Author:    Yuanping Zhang, Yanfei Wang

Journal of Computational Mathematics, Vol. 37 (2019), Iss. 6 : pp. 758–777

Abstract

In order to effectively solve the low precision problem of the single gravity density inversion and the magnetic susceptibility inversion, and the limitation of the gravity-magnetic joint inversion method based on the petrophysical parameter constraint, this paper studies the three-dimensional gravity-magnetic cross-gradient joint inversion based on the structural coupling and the fast optimization algorithm.

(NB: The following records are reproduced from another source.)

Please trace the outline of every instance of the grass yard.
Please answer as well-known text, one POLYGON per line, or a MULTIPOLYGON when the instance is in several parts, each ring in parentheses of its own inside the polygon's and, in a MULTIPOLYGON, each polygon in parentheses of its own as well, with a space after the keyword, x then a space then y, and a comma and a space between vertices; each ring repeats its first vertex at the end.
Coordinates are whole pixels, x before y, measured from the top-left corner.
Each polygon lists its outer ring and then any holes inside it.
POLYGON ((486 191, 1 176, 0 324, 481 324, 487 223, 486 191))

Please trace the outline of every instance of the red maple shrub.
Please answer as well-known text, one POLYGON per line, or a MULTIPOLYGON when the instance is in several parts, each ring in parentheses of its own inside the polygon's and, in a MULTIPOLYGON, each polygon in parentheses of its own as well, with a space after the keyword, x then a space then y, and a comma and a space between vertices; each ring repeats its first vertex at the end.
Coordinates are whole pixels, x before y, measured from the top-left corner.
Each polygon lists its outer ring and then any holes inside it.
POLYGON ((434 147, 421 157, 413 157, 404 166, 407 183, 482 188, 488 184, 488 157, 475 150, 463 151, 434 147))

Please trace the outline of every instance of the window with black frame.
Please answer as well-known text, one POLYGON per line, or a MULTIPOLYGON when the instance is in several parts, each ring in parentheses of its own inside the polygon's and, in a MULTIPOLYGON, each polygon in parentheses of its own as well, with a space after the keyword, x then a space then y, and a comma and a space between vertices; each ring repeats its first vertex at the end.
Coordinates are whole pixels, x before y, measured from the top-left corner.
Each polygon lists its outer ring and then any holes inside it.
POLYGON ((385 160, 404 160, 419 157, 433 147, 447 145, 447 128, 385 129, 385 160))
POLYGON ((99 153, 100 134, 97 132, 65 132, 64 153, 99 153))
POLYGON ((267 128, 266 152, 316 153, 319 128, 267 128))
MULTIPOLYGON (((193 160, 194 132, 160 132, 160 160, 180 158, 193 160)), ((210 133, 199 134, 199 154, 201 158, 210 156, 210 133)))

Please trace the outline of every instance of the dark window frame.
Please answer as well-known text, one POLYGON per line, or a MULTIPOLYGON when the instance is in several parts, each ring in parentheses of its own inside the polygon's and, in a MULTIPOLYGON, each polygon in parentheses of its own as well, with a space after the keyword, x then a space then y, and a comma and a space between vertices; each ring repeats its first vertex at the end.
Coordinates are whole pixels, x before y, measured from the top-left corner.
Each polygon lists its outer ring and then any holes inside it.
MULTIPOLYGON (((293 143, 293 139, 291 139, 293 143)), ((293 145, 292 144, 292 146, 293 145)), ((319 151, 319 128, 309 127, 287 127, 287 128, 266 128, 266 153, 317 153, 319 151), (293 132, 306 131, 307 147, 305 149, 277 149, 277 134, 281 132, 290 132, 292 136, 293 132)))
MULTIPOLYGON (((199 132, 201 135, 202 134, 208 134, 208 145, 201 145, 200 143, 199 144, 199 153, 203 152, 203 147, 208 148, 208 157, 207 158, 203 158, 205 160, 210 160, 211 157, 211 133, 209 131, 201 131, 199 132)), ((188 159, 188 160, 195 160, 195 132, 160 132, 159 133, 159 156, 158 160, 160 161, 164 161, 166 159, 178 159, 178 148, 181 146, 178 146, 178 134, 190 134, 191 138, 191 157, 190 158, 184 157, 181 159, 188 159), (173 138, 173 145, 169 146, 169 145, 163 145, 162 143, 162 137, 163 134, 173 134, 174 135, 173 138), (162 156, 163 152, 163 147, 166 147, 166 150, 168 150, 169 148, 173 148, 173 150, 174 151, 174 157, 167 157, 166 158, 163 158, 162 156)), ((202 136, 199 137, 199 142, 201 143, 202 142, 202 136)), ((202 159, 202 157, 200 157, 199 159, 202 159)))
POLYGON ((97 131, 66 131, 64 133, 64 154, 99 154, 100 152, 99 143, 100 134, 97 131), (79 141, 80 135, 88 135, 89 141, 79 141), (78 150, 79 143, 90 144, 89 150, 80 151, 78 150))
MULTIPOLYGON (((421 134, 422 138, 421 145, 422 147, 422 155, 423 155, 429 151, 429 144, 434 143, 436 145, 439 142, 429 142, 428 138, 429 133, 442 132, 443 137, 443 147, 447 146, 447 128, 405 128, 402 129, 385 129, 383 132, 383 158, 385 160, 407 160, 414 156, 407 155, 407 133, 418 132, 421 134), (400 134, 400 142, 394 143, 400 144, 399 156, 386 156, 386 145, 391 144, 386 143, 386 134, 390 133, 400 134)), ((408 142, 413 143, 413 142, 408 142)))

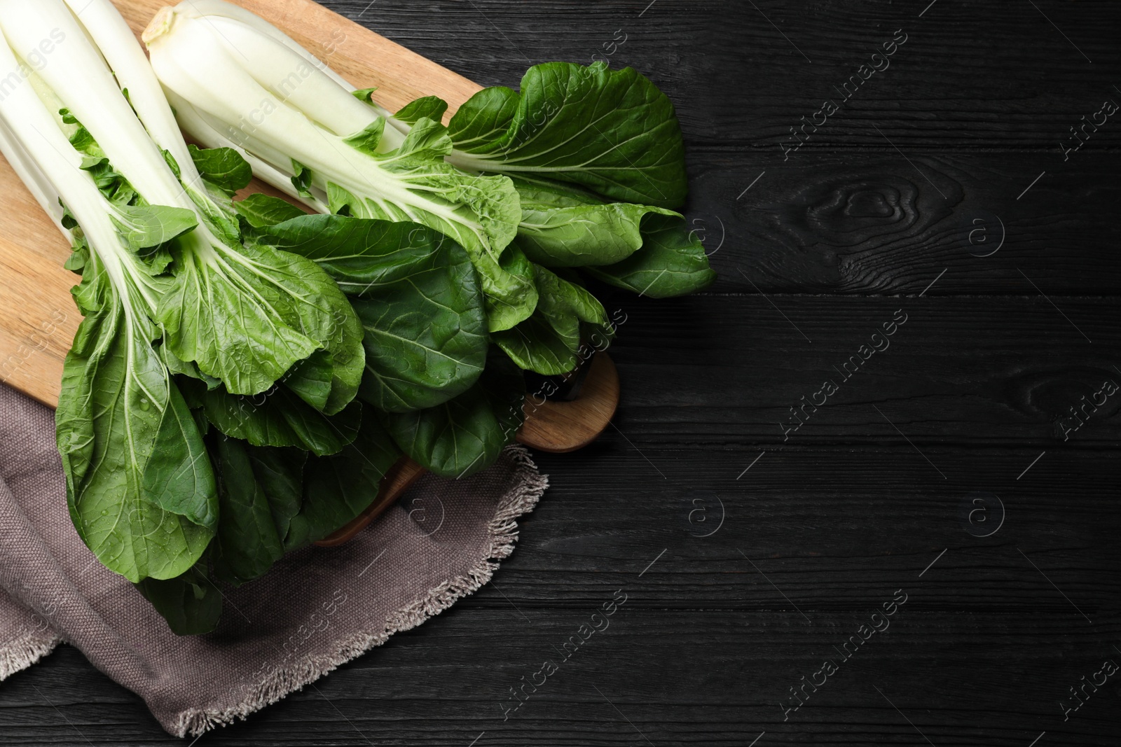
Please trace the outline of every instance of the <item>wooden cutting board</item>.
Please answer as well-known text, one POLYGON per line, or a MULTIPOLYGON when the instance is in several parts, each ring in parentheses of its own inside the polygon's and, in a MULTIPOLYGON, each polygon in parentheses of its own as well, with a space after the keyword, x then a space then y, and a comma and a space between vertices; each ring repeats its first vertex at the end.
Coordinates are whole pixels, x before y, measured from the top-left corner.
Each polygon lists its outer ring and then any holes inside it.
MULTIPOLYGON (((275 24, 359 88, 377 86, 374 100, 397 111, 419 96, 437 95, 455 111, 481 88, 465 77, 327 10, 311 0, 235 0, 275 24)), ((139 36, 164 0, 114 0, 139 36)), ((248 192, 267 190, 254 183, 248 192)), ((70 255, 58 228, 0 158, 0 382, 56 407, 63 358, 81 316, 70 289, 77 276, 63 269, 70 255)))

Based on the forward and inversion modeling of three-dimensional gravity density and three-dimensional magnetic susceptibility using the same underground grid, along with cross-gradient coupling as the structural constraint, we propose a new gravity-magnetic joint inversion objective function including the data fitting term, the total variation regularization constraint term and the cross-gradient term induced by the structural coupling. The depth weighted constraint and the data weighting constraint are included into the objective function, which requires different physical property models to minimize their respective data residuals. At the same time, the cross-gradient term tends to zero, so that the structure of the gravity and magnetic models tends to be consistent. In realization, we address a fast and efficient gradient algorithm to iteratively solve the objective function. We apply this new joint inversion algorithm to the 3D gravity-magnetic model inversion test and compare it with the results of a single inversion algorithm. The experimental tests of synthetic data indicate that the gravity-magnetic cross-gradient joint inversion method can effectively improve the accuracy of the anomaly position and numerical accuracy of the inverted anomaly physical parameters compared with the single physical inversion method.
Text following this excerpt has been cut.